The Classical Music Lover’s Companion to Orchestral Music

By Robert Philip

Yale University Press £35

Review by Keith Bruce

IT is fairly safe to assert that Robert Philip’s mighty new tome, just shy of 1000 pages all told, may spark as many arguments as it settles. There are obvious difficulties of definition in the title for a start. “Classical music” is a vexed term, over which broadcaster Tom Service mused for an entire programme on BBC Radio 3 recently. “Orchestral” is similarly problematic: where chamber music stops and orchestral music begins is a very blurred line, and not only in the early music sphere. Philip also restricts himself to work composed for the concert hall. Except when he doesn’t of course. But generally that excludes all opera and work composed for the stage, although the fact that, for example, Stravinsky’s dance music – from The Firebird to The Rite of Spring – is most often heard in the concert hall, means that it is in, as it needs to be.

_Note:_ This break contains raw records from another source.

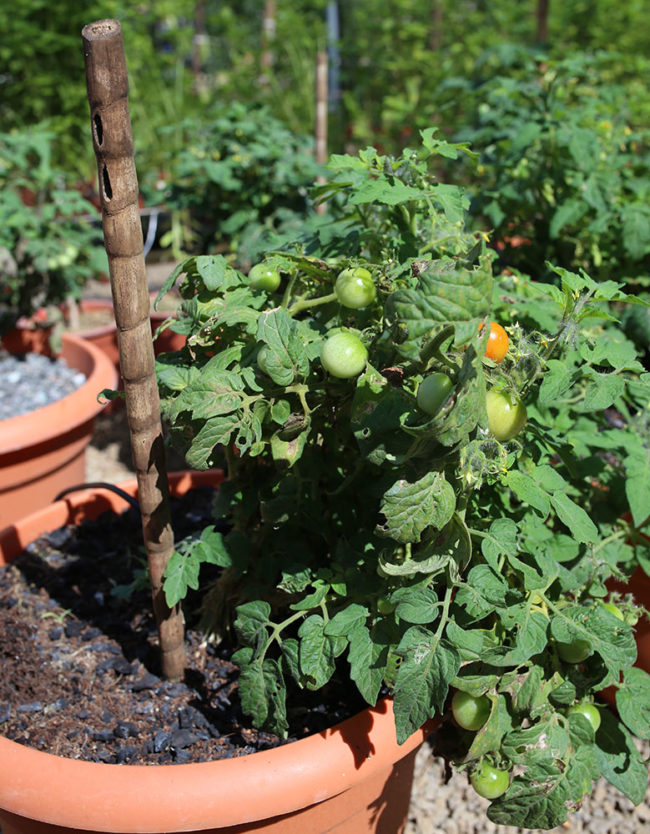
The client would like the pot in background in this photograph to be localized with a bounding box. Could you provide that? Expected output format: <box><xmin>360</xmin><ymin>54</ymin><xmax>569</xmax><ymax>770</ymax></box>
<box><xmin>0</xmin><ymin>334</ymin><xmax>117</xmax><ymax>530</ymax></box>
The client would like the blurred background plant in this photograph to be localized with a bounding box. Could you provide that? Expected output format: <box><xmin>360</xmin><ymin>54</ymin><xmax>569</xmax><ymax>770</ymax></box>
<box><xmin>0</xmin><ymin>0</ymin><xmax>650</xmax><ymax>348</ymax></box>
<box><xmin>0</xmin><ymin>127</ymin><xmax>108</xmax><ymax>337</ymax></box>
<box><xmin>148</xmin><ymin>102</ymin><xmax>321</xmax><ymax>271</ymax></box>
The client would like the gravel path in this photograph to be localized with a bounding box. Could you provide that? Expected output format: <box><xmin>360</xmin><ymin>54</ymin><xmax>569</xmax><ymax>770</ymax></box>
<box><xmin>404</xmin><ymin>744</ymin><xmax>650</xmax><ymax>834</ymax></box>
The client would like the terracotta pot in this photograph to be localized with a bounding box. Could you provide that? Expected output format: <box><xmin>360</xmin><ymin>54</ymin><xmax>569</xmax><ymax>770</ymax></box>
<box><xmin>77</xmin><ymin>298</ymin><xmax>186</xmax><ymax>370</ymax></box>
<box><xmin>0</xmin><ymin>471</ymin><xmax>434</xmax><ymax>834</ymax></box>
<box><xmin>0</xmin><ymin>335</ymin><xmax>117</xmax><ymax>530</ymax></box>
<box><xmin>0</xmin><ymin>318</ymin><xmax>53</xmax><ymax>356</ymax></box>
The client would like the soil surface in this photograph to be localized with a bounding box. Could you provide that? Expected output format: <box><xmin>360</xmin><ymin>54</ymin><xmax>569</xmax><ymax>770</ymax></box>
<box><xmin>0</xmin><ymin>488</ymin><xmax>363</xmax><ymax>764</ymax></box>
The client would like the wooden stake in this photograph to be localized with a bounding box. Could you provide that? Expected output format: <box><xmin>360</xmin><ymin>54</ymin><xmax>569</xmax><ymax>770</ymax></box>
<box><xmin>81</xmin><ymin>20</ymin><xmax>185</xmax><ymax>680</ymax></box>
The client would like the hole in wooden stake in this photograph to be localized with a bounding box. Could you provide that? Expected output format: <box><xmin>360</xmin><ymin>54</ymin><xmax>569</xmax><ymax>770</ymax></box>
<box><xmin>102</xmin><ymin>165</ymin><xmax>113</xmax><ymax>200</ymax></box>
<box><xmin>93</xmin><ymin>113</ymin><xmax>104</xmax><ymax>145</ymax></box>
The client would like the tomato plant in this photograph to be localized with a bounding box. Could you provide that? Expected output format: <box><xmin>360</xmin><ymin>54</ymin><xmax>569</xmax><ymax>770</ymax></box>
<box><xmin>470</xmin><ymin>759</ymin><xmax>510</xmax><ymax>799</ymax></box>
<box><xmin>158</xmin><ymin>131</ymin><xmax>650</xmax><ymax>829</ymax></box>
<box><xmin>485</xmin><ymin>389</ymin><xmax>528</xmax><ymax>443</ymax></box>
<box><xmin>334</xmin><ymin>266</ymin><xmax>377</xmax><ymax>310</ymax></box>
<box><xmin>451</xmin><ymin>689</ymin><xmax>492</xmax><ymax>730</ymax></box>
<box><xmin>567</xmin><ymin>701</ymin><xmax>601</xmax><ymax>732</ymax></box>
<box><xmin>479</xmin><ymin>321</ymin><xmax>510</xmax><ymax>363</ymax></box>
<box><xmin>601</xmin><ymin>602</ymin><xmax>625</xmax><ymax>620</ymax></box>
<box><xmin>417</xmin><ymin>372</ymin><xmax>453</xmax><ymax>417</ymax></box>
<box><xmin>248</xmin><ymin>263</ymin><xmax>282</xmax><ymax>292</ymax></box>
<box><xmin>320</xmin><ymin>330</ymin><xmax>368</xmax><ymax>379</ymax></box>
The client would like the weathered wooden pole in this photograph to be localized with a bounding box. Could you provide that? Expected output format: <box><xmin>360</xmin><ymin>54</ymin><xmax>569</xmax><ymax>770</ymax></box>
<box><xmin>314</xmin><ymin>52</ymin><xmax>328</xmax><ymax>214</ymax></box>
<box><xmin>81</xmin><ymin>20</ymin><xmax>185</xmax><ymax>680</ymax></box>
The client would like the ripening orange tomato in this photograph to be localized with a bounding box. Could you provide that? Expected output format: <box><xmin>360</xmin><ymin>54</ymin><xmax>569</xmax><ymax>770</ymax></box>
<box><xmin>478</xmin><ymin>321</ymin><xmax>510</xmax><ymax>363</ymax></box>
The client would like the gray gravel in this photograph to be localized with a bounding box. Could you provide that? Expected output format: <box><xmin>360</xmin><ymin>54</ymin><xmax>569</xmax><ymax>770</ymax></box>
<box><xmin>0</xmin><ymin>353</ymin><xmax>86</xmax><ymax>420</ymax></box>
<box><xmin>404</xmin><ymin>743</ymin><xmax>650</xmax><ymax>834</ymax></box>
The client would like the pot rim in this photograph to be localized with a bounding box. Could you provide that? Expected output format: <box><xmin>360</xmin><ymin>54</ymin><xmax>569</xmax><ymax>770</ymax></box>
<box><xmin>0</xmin><ymin>470</ymin><xmax>438</xmax><ymax>834</ymax></box>
<box><xmin>0</xmin><ymin>333</ymin><xmax>118</xmax><ymax>455</ymax></box>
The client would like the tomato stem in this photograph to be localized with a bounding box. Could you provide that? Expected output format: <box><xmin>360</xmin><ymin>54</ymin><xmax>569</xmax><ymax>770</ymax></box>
<box><xmin>288</xmin><ymin>293</ymin><xmax>337</xmax><ymax>316</ymax></box>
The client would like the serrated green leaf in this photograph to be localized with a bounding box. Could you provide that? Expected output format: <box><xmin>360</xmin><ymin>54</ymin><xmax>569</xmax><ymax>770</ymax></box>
<box><xmin>348</xmin><ymin>625</ymin><xmax>386</xmax><ymax>706</ymax></box>
<box><xmin>386</xmin><ymin>258</ymin><xmax>492</xmax><ymax>358</ymax></box>
<box><xmin>483</xmin><ymin>605</ymin><xmax>548</xmax><ymax>666</ymax></box>
<box><xmin>616</xmin><ymin>666</ymin><xmax>650</xmax><ymax>738</ymax></box>
<box><xmin>379</xmin><ymin>516</ymin><xmax>472</xmax><ymax>582</ymax></box>
<box><xmin>256</xmin><ymin>307</ymin><xmax>309</xmax><ymax>386</ymax></box>
<box><xmin>193</xmin><ymin>527</ymin><xmax>232</xmax><ymax>568</ymax></box>
<box><xmin>505</xmin><ymin>469</ymin><xmax>551</xmax><ymax>518</ymax></box>
<box><xmin>325</xmin><ymin>602</ymin><xmax>369</xmax><ymax>637</ymax></box>
<box><xmin>551</xmin><ymin>492</ymin><xmax>598</xmax><ymax>544</ymax></box>
<box><xmin>595</xmin><ymin>710</ymin><xmax>648</xmax><ymax>805</ymax></box>
<box><xmin>234</xmin><ymin>600</ymin><xmax>271</xmax><ymax>646</ymax></box>
<box><xmin>394</xmin><ymin>626</ymin><xmax>460</xmax><ymax>744</ymax></box>
<box><xmin>466</xmin><ymin>695</ymin><xmax>512</xmax><ymax>760</ymax></box>
<box><xmin>298</xmin><ymin>614</ymin><xmax>336</xmax><ymax>689</ymax></box>
<box><xmin>551</xmin><ymin>605</ymin><xmax>636</xmax><ymax>680</ymax></box>
<box><xmin>391</xmin><ymin>588</ymin><xmax>438</xmax><ymax>625</ymax></box>
<box><xmin>454</xmin><ymin>565</ymin><xmax>508</xmax><ymax>620</ymax></box>
<box><xmin>381</xmin><ymin>472</ymin><xmax>456</xmax><ymax>542</ymax></box>
<box><xmin>538</xmin><ymin>359</ymin><xmax>579</xmax><ymax>406</ymax></box>
<box><xmin>238</xmin><ymin>657</ymin><xmax>289</xmax><ymax>736</ymax></box>
<box><xmin>582</xmin><ymin>373</ymin><xmax>625</xmax><ymax>411</ymax></box>
<box><xmin>481</xmin><ymin>518</ymin><xmax>518</xmax><ymax>573</ymax></box>
<box><xmin>625</xmin><ymin>444</ymin><xmax>650</xmax><ymax>527</ymax></box>
<box><xmin>186</xmin><ymin>414</ymin><xmax>239</xmax><ymax>469</ymax></box>
<box><xmin>163</xmin><ymin>550</ymin><xmax>201</xmax><ymax>608</ymax></box>
<box><xmin>488</xmin><ymin>747</ymin><xmax>594</xmax><ymax>829</ymax></box>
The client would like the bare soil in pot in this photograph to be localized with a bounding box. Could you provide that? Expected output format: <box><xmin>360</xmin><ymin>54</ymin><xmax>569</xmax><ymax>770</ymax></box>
<box><xmin>0</xmin><ymin>488</ymin><xmax>365</xmax><ymax>764</ymax></box>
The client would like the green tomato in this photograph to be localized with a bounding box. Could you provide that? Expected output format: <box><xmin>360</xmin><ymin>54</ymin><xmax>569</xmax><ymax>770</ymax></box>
<box><xmin>485</xmin><ymin>389</ymin><xmax>527</xmax><ymax>443</ymax></box>
<box><xmin>248</xmin><ymin>263</ymin><xmax>281</xmax><ymax>292</ymax></box>
<box><xmin>257</xmin><ymin>345</ymin><xmax>269</xmax><ymax>374</ymax></box>
<box><xmin>470</xmin><ymin>759</ymin><xmax>510</xmax><ymax>799</ymax></box>
<box><xmin>451</xmin><ymin>689</ymin><xmax>492</xmax><ymax>730</ymax></box>
<box><xmin>334</xmin><ymin>266</ymin><xmax>377</xmax><ymax>310</ymax></box>
<box><xmin>557</xmin><ymin>640</ymin><xmax>591</xmax><ymax>663</ymax></box>
<box><xmin>417</xmin><ymin>372</ymin><xmax>453</xmax><ymax>417</ymax></box>
<box><xmin>377</xmin><ymin>597</ymin><xmax>397</xmax><ymax>614</ymax></box>
<box><xmin>601</xmin><ymin>602</ymin><xmax>625</xmax><ymax>620</ymax></box>
<box><xmin>567</xmin><ymin>701</ymin><xmax>600</xmax><ymax>732</ymax></box>
<box><xmin>320</xmin><ymin>330</ymin><xmax>368</xmax><ymax>379</ymax></box>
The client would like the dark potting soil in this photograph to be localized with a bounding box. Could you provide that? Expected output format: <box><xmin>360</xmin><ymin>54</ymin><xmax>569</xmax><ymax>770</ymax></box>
<box><xmin>0</xmin><ymin>353</ymin><xmax>86</xmax><ymax>420</ymax></box>
<box><xmin>0</xmin><ymin>488</ymin><xmax>363</xmax><ymax>764</ymax></box>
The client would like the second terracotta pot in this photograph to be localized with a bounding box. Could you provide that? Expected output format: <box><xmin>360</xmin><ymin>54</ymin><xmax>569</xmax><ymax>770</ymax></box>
<box><xmin>0</xmin><ymin>335</ymin><xmax>117</xmax><ymax>530</ymax></box>
<box><xmin>77</xmin><ymin>298</ymin><xmax>185</xmax><ymax>370</ymax></box>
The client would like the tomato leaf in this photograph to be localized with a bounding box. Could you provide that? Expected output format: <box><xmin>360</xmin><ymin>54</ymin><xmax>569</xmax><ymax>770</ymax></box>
<box><xmin>381</xmin><ymin>472</ymin><xmax>456</xmax><ymax>542</ymax></box>
<box><xmin>298</xmin><ymin>614</ymin><xmax>336</xmax><ymax>689</ymax></box>
<box><xmin>348</xmin><ymin>625</ymin><xmax>386</xmax><ymax>706</ymax></box>
<box><xmin>394</xmin><ymin>626</ymin><xmax>460</xmax><ymax>744</ymax></box>
<box><xmin>596</xmin><ymin>710</ymin><xmax>648</xmax><ymax>805</ymax></box>
<box><xmin>616</xmin><ymin>667</ymin><xmax>650</xmax><ymax>738</ymax></box>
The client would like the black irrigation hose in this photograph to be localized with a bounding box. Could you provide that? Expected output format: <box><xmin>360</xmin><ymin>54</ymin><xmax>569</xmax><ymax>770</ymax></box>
<box><xmin>54</xmin><ymin>481</ymin><xmax>140</xmax><ymax>511</ymax></box>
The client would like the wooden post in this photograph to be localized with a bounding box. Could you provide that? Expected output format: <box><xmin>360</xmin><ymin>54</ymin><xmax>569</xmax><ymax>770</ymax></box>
<box><xmin>81</xmin><ymin>20</ymin><xmax>185</xmax><ymax>680</ymax></box>
<box><xmin>314</xmin><ymin>52</ymin><xmax>327</xmax><ymax>214</ymax></box>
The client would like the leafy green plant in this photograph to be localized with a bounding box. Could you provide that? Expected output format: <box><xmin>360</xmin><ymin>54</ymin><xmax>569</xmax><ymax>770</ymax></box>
<box><xmin>158</xmin><ymin>131</ymin><xmax>650</xmax><ymax>828</ymax></box>
<box><xmin>450</xmin><ymin>56</ymin><xmax>650</xmax><ymax>286</ymax></box>
<box><xmin>152</xmin><ymin>104</ymin><xmax>319</xmax><ymax>268</ymax></box>
<box><xmin>0</xmin><ymin>129</ymin><xmax>108</xmax><ymax>334</ymax></box>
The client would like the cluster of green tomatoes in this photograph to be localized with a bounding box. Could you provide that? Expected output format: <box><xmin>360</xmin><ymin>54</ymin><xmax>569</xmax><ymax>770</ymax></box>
<box><xmin>451</xmin><ymin>684</ymin><xmax>600</xmax><ymax>799</ymax></box>
<box><xmin>248</xmin><ymin>263</ymin><xmax>527</xmax><ymax>443</ymax></box>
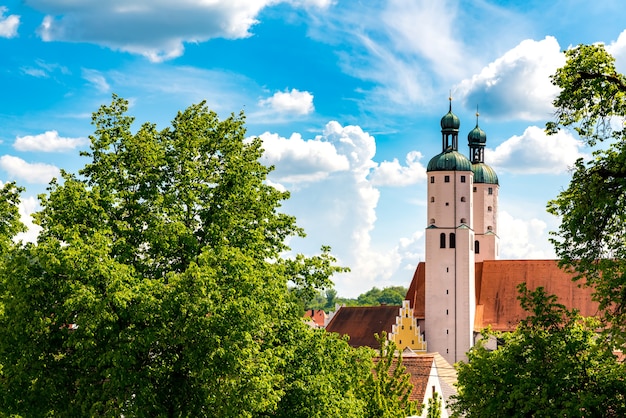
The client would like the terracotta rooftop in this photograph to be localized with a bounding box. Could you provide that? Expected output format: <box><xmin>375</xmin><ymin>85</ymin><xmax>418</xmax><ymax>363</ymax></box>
<box><xmin>304</xmin><ymin>309</ymin><xmax>328</xmax><ymax>327</ymax></box>
<box><xmin>326</xmin><ymin>305</ymin><xmax>400</xmax><ymax>349</ymax></box>
<box><xmin>374</xmin><ymin>355</ymin><xmax>435</xmax><ymax>402</ymax></box>
<box><xmin>406</xmin><ymin>260</ymin><xmax>598</xmax><ymax>331</ymax></box>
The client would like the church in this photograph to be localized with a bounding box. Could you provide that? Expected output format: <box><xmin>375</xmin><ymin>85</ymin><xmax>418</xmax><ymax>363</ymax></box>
<box><xmin>326</xmin><ymin>101</ymin><xmax>598</xmax><ymax>364</ymax></box>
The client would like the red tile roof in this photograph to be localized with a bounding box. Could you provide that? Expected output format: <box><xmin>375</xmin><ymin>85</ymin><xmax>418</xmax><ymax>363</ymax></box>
<box><xmin>374</xmin><ymin>355</ymin><xmax>435</xmax><ymax>402</ymax></box>
<box><xmin>326</xmin><ymin>305</ymin><xmax>400</xmax><ymax>349</ymax></box>
<box><xmin>304</xmin><ymin>309</ymin><xmax>327</xmax><ymax>327</ymax></box>
<box><xmin>406</xmin><ymin>260</ymin><xmax>598</xmax><ymax>331</ymax></box>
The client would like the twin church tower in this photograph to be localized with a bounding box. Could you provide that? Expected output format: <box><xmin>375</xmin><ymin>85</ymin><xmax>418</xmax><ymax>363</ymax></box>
<box><xmin>423</xmin><ymin>99</ymin><xmax>499</xmax><ymax>363</ymax></box>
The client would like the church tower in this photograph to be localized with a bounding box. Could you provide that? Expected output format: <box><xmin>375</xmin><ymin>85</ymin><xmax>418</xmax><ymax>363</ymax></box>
<box><xmin>424</xmin><ymin>99</ymin><xmax>472</xmax><ymax>364</ymax></box>
<box><xmin>467</xmin><ymin>112</ymin><xmax>499</xmax><ymax>261</ymax></box>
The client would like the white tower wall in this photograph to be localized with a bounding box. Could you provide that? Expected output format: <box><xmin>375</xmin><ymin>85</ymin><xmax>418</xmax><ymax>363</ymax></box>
<box><xmin>424</xmin><ymin>171</ymin><xmax>476</xmax><ymax>364</ymax></box>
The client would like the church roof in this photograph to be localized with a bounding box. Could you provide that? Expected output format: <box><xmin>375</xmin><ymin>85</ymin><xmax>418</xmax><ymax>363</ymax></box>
<box><xmin>326</xmin><ymin>305</ymin><xmax>401</xmax><ymax>349</ymax></box>
<box><xmin>406</xmin><ymin>260</ymin><xmax>598</xmax><ymax>331</ymax></box>
<box><xmin>426</xmin><ymin>149</ymin><xmax>472</xmax><ymax>171</ymax></box>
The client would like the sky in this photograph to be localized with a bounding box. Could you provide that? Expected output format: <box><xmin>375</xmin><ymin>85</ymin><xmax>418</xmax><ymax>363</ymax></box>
<box><xmin>0</xmin><ymin>0</ymin><xmax>626</xmax><ymax>297</ymax></box>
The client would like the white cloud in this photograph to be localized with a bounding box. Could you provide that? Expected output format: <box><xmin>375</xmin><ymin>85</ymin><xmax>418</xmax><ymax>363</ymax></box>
<box><xmin>498</xmin><ymin>211</ymin><xmax>556</xmax><ymax>260</ymax></box>
<box><xmin>15</xmin><ymin>196</ymin><xmax>41</xmax><ymax>242</ymax></box>
<box><xmin>259</xmin><ymin>132</ymin><xmax>349</xmax><ymax>184</ymax></box>
<box><xmin>457</xmin><ymin>36</ymin><xmax>565</xmax><ymax>120</ymax></box>
<box><xmin>0</xmin><ymin>155</ymin><xmax>60</xmax><ymax>184</ymax></box>
<box><xmin>370</xmin><ymin>151</ymin><xmax>426</xmax><ymax>186</ymax></box>
<box><xmin>83</xmin><ymin>68</ymin><xmax>111</xmax><ymax>93</ymax></box>
<box><xmin>29</xmin><ymin>0</ymin><xmax>331</xmax><ymax>62</ymax></box>
<box><xmin>261</xmin><ymin>121</ymin><xmax>423</xmax><ymax>296</ymax></box>
<box><xmin>0</xmin><ymin>6</ymin><xmax>20</xmax><ymax>38</ymax></box>
<box><xmin>259</xmin><ymin>89</ymin><xmax>315</xmax><ymax>115</ymax></box>
<box><xmin>13</xmin><ymin>131</ymin><xmax>87</xmax><ymax>152</ymax></box>
<box><xmin>485</xmin><ymin>126</ymin><xmax>585</xmax><ymax>174</ymax></box>
<box><xmin>606</xmin><ymin>30</ymin><xmax>626</xmax><ymax>74</ymax></box>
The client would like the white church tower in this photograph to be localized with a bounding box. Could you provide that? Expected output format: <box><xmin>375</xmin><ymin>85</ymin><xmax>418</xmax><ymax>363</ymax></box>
<box><xmin>467</xmin><ymin>112</ymin><xmax>499</xmax><ymax>262</ymax></box>
<box><xmin>424</xmin><ymin>99</ymin><xmax>472</xmax><ymax>364</ymax></box>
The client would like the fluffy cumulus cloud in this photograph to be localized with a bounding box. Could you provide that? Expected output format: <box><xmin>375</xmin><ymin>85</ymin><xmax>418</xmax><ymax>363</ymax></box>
<box><xmin>0</xmin><ymin>6</ymin><xmax>20</xmax><ymax>38</ymax></box>
<box><xmin>13</xmin><ymin>131</ymin><xmax>87</xmax><ymax>152</ymax></box>
<box><xmin>259</xmin><ymin>132</ymin><xmax>350</xmax><ymax>185</ymax></box>
<box><xmin>485</xmin><ymin>126</ymin><xmax>586</xmax><ymax>174</ymax></box>
<box><xmin>15</xmin><ymin>196</ymin><xmax>41</xmax><ymax>242</ymax></box>
<box><xmin>261</xmin><ymin>121</ymin><xmax>423</xmax><ymax>296</ymax></box>
<box><xmin>456</xmin><ymin>36</ymin><xmax>565</xmax><ymax>120</ymax></box>
<box><xmin>370</xmin><ymin>151</ymin><xmax>426</xmax><ymax>186</ymax></box>
<box><xmin>259</xmin><ymin>89</ymin><xmax>315</xmax><ymax>115</ymax></box>
<box><xmin>28</xmin><ymin>0</ymin><xmax>330</xmax><ymax>62</ymax></box>
<box><xmin>82</xmin><ymin>68</ymin><xmax>111</xmax><ymax>93</ymax></box>
<box><xmin>498</xmin><ymin>211</ymin><xmax>555</xmax><ymax>260</ymax></box>
<box><xmin>606</xmin><ymin>29</ymin><xmax>626</xmax><ymax>74</ymax></box>
<box><xmin>0</xmin><ymin>155</ymin><xmax>60</xmax><ymax>184</ymax></box>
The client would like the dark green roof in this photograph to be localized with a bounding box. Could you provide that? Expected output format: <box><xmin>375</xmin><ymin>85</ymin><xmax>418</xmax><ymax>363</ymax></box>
<box><xmin>467</xmin><ymin>125</ymin><xmax>487</xmax><ymax>146</ymax></box>
<box><xmin>441</xmin><ymin>109</ymin><xmax>461</xmax><ymax>131</ymax></box>
<box><xmin>472</xmin><ymin>163</ymin><xmax>498</xmax><ymax>184</ymax></box>
<box><xmin>426</xmin><ymin>150</ymin><xmax>472</xmax><ymax>171</ymax></box>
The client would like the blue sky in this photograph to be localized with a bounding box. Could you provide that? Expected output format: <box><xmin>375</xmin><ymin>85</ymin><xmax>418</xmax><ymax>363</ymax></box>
<box><xmin>0</xmin><ymin>0</ymin><xmax>626</xmax><ymax>296</ymax></box>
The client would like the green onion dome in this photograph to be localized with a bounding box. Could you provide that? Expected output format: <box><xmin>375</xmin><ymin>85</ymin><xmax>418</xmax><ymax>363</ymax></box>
<box><xmin>426</xmin><ymin>150</ymin><xmax>472</xmax><ymax>171</ymax></box>
<box><xmin>467</xmin><ymin>124</ymin><xmax>487</xmax><ymax>146</ymax></box>
<box><xmin>441</xmin><ymin>106</ymin><xmax>461</xmax><ymax>131</ymax></box>
<box><xmin>472</xmin><ymin>163</ymin><xmax>498</xmax><ymax>184</ymax></box>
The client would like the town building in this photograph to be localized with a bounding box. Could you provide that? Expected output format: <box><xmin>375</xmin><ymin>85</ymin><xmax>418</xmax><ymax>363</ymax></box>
<box><xmin>327</xmin><ymin>101</ymin><xmax>598</xmax><ymax>364</ymax></box>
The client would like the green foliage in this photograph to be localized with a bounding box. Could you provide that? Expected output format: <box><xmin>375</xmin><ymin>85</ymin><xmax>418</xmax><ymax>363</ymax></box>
<box><xmin>365</xmin><ymin>332</ymin><xmax>423</xmax><ymax>418</ymax></box>
<box><xmin>452</xmin><ymin>284</ymin><xmax>626</xmax><ymax>418</ymax></box>
<box><xmin>0</xmin><ymin>96</ymin><xmax>356</xmax><ymax>417</ymax></box>
<box><xmin>547</xmin><ymin>45</ymin><xmax>626</xmax><ymax>345</ymax></box>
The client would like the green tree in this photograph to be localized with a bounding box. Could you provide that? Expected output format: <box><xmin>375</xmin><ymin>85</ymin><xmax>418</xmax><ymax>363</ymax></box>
<box><xmin>0</xmin><ymin>96</ymin><xmax>346</xmax><ymax>417</ymax></box>
<box><xmin>364</xmin><ymin>332</ymin><xmax>423</xmax><ymax>418</ymax></box>
<box><xmin>547</xmin><ymin>44</ymin><xmax>626</xmax><ymax>345</ymax></box>
<box><xmin>452</xmin><ymin>284</ymin><xmax>626</xmax><ymax>418</ymax></box>
<box><xmin>426</xmin><ymin>392</ymin><xmax>441</xmax><ymax>418</ymax></box>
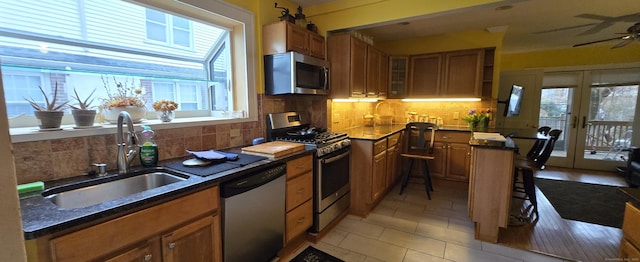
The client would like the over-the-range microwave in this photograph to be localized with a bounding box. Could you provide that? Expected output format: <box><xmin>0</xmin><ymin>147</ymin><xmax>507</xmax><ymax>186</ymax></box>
<box><xmin>264</xmin><ymin>52</ymin><xmax>329</xmax><ymax>95</ymax></box>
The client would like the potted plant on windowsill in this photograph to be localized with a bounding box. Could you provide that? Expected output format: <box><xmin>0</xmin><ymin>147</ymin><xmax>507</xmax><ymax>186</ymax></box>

And then there is the time frame that Philip has set himself: two and a half centuries from 1700 to 1950. That rule is a bit flexible to and, as the author acknowledges in his introduction, while an argument can be made for beginning with Corelli, his end date can only be arbitrary. Even within those parameters, however, his selection is personal. “I have had to leave out many fine composers and works,” he acknowledges, but that will not be enough for fans of those he has omitted. For myself, the complete absence of Kurt Weill, who was dead in April of 1950 and whose Symphony No.2 was premiered in 1934, is pretty much inexcusable.

In the case of Dmitri Shostakovich, the mid-twentieth century cut-off date means that the last symphony Philip allows himself to consider is the Tenth, although it was almost certainly completed after 1950, and certainly not played until after the death of Joseph Stalin in 1953. But either way, No.10 ends up looking like an odd place to stop, two-thirds of the way through the fascinating narrative of the composer’s symphonic output.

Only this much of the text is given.